Par Reporter.cd
Lors de la célébration de la Journée internationale des personnes handicapées, ce mardi 3 décembre 2034la ministre déléguée en charge des personnes avec handicap, Irène Esambo, a réaffirmé l’engagement du gouvernement congolais à promouvoir l’inclusion sociale des personnes handicapées.
Dans son allocution, la ministre a souligné les avancées réalisées depuis l’arrivée au pouvoir de Félix Tshisekedi, notamment la mise en place d’un cadre juridique plus favorable et le lancement de plusieurs initiatives visant à améliorer la qualité de vie des personnes handicapées. Cependant, elle a également reconnu que des défis importants demeurent.
C’est dans ce contexte que la ministre a annoncé le lancement d’une réflexion nationale sur l’impact des réformes institutionnelles en cours, et notamment de la révision constitutionnelle, sur l’inclusion sociale des personnes handicapées.

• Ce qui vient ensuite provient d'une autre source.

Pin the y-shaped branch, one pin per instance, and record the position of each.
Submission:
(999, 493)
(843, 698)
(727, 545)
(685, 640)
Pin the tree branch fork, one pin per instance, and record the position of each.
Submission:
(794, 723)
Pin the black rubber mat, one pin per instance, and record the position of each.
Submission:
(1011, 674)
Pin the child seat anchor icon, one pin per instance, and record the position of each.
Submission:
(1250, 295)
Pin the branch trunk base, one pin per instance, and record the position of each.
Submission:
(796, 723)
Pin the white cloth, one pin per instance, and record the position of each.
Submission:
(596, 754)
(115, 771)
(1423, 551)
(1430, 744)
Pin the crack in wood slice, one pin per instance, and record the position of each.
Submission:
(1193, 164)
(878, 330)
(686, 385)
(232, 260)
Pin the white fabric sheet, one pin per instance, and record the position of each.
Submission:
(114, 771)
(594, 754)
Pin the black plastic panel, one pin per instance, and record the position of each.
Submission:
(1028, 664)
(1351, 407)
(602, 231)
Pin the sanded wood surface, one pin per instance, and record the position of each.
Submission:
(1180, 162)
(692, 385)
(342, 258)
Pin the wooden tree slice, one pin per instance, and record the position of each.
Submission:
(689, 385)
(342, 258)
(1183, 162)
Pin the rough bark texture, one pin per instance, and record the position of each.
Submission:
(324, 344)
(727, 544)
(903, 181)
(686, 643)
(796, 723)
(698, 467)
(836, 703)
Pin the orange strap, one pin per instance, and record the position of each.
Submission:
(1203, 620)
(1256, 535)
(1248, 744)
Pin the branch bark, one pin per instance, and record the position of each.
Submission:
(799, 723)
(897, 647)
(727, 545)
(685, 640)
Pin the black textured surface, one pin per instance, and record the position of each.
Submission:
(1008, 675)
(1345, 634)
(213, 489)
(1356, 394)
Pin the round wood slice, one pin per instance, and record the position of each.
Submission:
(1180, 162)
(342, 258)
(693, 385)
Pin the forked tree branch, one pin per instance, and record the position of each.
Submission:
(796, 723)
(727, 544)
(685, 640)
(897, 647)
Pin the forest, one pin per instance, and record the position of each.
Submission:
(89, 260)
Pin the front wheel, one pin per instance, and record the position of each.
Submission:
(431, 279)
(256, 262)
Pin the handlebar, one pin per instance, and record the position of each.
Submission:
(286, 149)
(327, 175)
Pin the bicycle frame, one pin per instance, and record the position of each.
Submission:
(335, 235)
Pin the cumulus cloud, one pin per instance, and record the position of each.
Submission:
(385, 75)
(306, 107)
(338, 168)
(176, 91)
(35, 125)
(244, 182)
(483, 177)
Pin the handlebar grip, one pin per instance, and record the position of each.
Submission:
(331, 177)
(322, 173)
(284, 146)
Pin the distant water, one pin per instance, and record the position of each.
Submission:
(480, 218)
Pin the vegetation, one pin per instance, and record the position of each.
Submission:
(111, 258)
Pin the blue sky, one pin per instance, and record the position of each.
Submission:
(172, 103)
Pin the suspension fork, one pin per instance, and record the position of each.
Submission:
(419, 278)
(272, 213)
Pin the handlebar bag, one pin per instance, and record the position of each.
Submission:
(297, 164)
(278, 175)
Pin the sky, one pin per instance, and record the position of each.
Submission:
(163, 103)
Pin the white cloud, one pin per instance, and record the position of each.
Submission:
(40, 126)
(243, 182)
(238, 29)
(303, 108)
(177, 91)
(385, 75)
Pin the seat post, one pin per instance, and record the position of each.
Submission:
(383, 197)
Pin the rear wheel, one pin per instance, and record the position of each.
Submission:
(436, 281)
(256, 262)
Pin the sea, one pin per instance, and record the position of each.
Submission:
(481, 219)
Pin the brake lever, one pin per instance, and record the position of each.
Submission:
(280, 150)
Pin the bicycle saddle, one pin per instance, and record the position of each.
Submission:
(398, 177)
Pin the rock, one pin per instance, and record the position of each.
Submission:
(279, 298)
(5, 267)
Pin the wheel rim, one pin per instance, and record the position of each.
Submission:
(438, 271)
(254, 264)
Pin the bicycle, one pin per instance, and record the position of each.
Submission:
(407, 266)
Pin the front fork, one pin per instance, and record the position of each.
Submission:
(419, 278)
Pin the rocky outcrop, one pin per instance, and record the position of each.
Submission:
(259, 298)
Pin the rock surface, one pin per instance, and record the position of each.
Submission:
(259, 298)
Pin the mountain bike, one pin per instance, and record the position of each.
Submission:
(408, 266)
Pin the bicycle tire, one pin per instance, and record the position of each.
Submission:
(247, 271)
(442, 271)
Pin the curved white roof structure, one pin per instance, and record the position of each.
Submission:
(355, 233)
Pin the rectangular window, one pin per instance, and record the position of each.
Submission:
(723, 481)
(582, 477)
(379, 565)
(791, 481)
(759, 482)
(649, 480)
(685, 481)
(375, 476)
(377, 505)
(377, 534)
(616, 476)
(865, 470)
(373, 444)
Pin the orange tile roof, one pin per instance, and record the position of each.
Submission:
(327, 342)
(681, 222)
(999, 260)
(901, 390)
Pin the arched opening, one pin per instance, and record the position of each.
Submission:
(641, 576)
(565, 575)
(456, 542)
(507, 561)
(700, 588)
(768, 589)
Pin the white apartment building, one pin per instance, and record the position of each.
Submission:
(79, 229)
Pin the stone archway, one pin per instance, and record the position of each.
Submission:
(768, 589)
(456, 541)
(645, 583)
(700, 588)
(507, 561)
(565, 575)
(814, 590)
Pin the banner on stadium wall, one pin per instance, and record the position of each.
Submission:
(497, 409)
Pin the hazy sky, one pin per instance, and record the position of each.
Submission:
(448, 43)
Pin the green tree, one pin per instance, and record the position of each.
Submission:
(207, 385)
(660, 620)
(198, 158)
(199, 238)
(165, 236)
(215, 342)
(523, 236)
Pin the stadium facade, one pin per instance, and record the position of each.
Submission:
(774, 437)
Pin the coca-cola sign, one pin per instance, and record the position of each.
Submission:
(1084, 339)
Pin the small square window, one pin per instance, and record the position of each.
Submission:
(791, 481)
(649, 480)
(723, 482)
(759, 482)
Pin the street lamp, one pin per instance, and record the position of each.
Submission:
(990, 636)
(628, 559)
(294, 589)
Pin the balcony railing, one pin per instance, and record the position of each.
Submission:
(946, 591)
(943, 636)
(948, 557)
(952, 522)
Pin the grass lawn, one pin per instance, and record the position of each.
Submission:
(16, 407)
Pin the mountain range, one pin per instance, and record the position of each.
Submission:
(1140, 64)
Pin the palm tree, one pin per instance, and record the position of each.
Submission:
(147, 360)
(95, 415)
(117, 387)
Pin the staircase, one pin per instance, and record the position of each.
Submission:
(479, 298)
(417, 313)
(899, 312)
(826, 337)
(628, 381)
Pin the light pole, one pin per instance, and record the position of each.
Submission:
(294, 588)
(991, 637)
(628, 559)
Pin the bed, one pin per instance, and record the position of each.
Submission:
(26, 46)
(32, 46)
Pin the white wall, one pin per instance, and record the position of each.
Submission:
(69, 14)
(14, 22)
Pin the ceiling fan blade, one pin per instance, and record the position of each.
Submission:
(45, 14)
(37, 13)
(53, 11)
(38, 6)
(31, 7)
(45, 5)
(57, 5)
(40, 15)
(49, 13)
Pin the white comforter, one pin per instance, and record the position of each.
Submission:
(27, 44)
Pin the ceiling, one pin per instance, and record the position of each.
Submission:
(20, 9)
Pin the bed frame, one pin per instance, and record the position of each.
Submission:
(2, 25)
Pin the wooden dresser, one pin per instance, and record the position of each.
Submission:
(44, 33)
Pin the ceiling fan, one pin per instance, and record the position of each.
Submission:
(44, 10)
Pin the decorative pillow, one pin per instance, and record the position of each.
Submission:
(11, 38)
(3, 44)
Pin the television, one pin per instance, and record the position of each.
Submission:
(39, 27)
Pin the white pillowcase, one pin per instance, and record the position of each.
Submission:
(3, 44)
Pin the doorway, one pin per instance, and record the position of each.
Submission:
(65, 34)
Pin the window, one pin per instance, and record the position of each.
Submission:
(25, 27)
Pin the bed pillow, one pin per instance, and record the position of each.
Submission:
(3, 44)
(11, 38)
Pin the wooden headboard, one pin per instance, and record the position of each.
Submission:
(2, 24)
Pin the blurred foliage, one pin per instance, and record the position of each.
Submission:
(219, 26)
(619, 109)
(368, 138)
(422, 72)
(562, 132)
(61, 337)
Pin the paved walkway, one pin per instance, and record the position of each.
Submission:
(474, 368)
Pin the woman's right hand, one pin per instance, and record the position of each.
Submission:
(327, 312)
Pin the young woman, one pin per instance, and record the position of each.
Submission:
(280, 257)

Les personnes handicapées ont été invitées à exprimer leurs attentes et à formuler des propositions concrètes pour améliorer leur situation.
Les résultats de cette consultation ont montré un large consensus parmi les personnes handicapées sur la nécessité de réformer la Constitution afin de mieux protéger leurs droits. Elles estiment notamment que la Constitution actuelle ne reconnaît pas suffisamment leurs spécificités et ne garantit pas leur pleine participation à la vie sociale et politique.
« Les personnes avec handicap de la RDC, toutes catégories confondues, sommes pour le Changement de la Constitution », a déclaré la ministre, en relayant les conclusions de cette consultation. Selon elle, une nouvelle Constitution permettrait d’harmoniser la législation congolaise avec la Convention relative aux droits des personnes handicapées, ratifiée par la RDC en 2015.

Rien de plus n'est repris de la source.